Archivi sensibili e resistenze emotive

by azione azione
13 Ottobre 2025

Teatro: le zone d’ombra della memoria contemporanea, al centro della 34esima edizione del Fit di Lugano

Il tema della memoria è l’ossessione del nostro tempo. Una giusta e doverosa ossessione visto che il rischio è l’oblio o peggio l’amnesia programmata come risultato di spinte reazionarie, fra silenzi e censure, declinazioni tendenziose della Storia per superficialità e ignoranza, per indifferenza o ignavia. Fortunatamente c’è ancora l’indignazione dell’intelligenza, della cultura, la consapevolezza del presente di persone perbene che non accettano la manipolazione.

Alla memoria e al presente era dedicata la 34esima edizione del Festival internazionale del teatro e della scena contemporanea (Fit) da poco conclusasi a Lugano dopo dieci giorni di teatro, performance, danza e incontri orientati alla scoperta di nuovi linguaggi e modalità artistiche spesso in contrasto con le convenzioni e destinati a un pubblico trasversale.

Come per ogni festival che si rispetti anche al Fit ci sono spettacoli che piacciono di più e altri un po’ meno, spettacoli più coerenti con la linea editoriale e altri no. Tuttavia è un festival che promette sempre molte emozioni e che vuole riuscire a sorprendere grazie a un’offerta che i cartelloni tradizionali non possono proporre per non destabilizzare il pubblico degli abbonati, generalmente più conservatore.

A festival ormai concluso possiamo gettare uno sguardo su alcune produzioni fra le più interessanti, anche se al momento di andare in stampa manca all’appello qualche spettacolo.

Ci piace iniziare con due artiste nostrane a cui il Fit tiene particolarmente: Francesca Sproccati e Camilla Parini. Con Venir meno, performance proposta in apertura, la Sproccati ha messo l’accento sul rapporto fra la sua storia personale (il bisnonno partigiano) e una dimensione onirica ancestrale, un sogno ricorrente nella speranza di una vita che possa superare le ingiustizie, senza odio né violenza, nel segno di una resistenza sostenibile. Avvolta dalla penombra, con sottofondi elettronici (Léo Colin) e riflessioni in vocoder, Francesca disegna una trama di memorie attorno alla rivendicazione di poter riavere uno spazio per sognare.

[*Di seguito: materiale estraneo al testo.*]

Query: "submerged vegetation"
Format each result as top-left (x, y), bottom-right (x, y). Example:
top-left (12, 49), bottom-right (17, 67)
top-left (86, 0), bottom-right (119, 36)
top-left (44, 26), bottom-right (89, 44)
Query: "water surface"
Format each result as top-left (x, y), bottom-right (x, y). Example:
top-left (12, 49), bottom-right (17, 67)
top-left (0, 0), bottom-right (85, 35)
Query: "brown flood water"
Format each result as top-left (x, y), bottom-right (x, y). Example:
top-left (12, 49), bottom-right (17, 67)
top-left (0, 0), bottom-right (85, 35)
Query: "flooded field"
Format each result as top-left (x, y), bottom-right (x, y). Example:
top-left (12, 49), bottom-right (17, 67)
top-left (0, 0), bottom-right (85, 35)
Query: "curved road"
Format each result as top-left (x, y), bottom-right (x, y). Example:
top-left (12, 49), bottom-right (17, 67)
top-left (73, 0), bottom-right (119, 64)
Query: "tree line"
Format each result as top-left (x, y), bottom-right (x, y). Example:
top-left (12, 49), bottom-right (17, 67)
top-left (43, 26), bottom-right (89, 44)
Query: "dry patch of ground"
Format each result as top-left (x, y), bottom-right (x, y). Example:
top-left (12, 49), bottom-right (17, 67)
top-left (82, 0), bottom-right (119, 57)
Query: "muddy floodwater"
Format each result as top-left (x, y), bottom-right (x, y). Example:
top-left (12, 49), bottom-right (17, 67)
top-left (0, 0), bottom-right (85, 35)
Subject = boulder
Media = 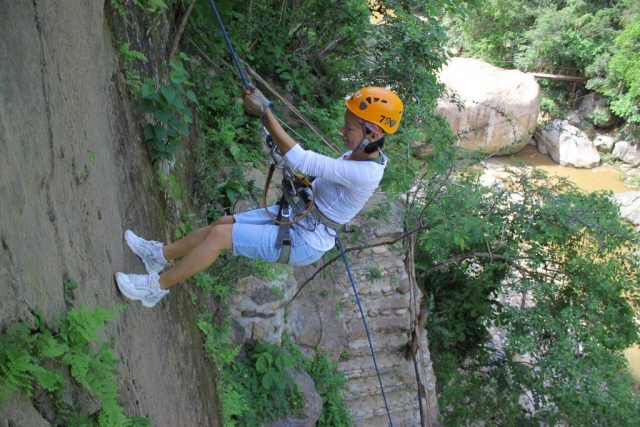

Camilla Parini ha inaugurato Sentieri selvaggi, un progetto triennale dedicato a giovani fra i 17 e 22 anni con una presentazione dal titolo accattivante: Se volevo vivere sotto pressione nascevo pentola. Un lavoro che è una sorta di manifesto di sensibilità e vulnerabilità raccolte coinvolgendo adolescenti di varia provenienza. E il risultato è un percorso intenso e toccante nell’ascolto dei giovani attraverso le pagine di loro diari scritti per l’occasione.

Fra gli spettacoli ad appassionare il pubblico non possiamo dimenticare Asteroide di Marco D’Agostin, un originale omaggio al musical con una trama bizzarra, immersa nella paleontologia, dalla ricerca delle cause dell’estinzione del Tirannosaurus Rex per poi annegare nel ricordo di un amore finito male. 80 minuti di generosa prova d’attore, danzatore, cantante con una sintassi teatrale come manifesto di una nuova generazione artistica.

Anche quest’anno il Fit non ha fatto mancare gli appuntamenti con il teatro documentario, in particolare con El pacto del Olvido di Sergi Casero sulle pilotate amnesie post-franchiste e Voices from the Debris di Mila Turajlić, una meticolosa ricerca negli archivi cinematografici della ex Jugoslavia.

Rimarrà infine negli annali la maratona per i due drammi di Cechov Tre sorelle e Il gabbiano con la regia di Carmelo Rifici, un dittico del grande autore russo riletto alla luce di una memoria che sfida l’attualità del presente.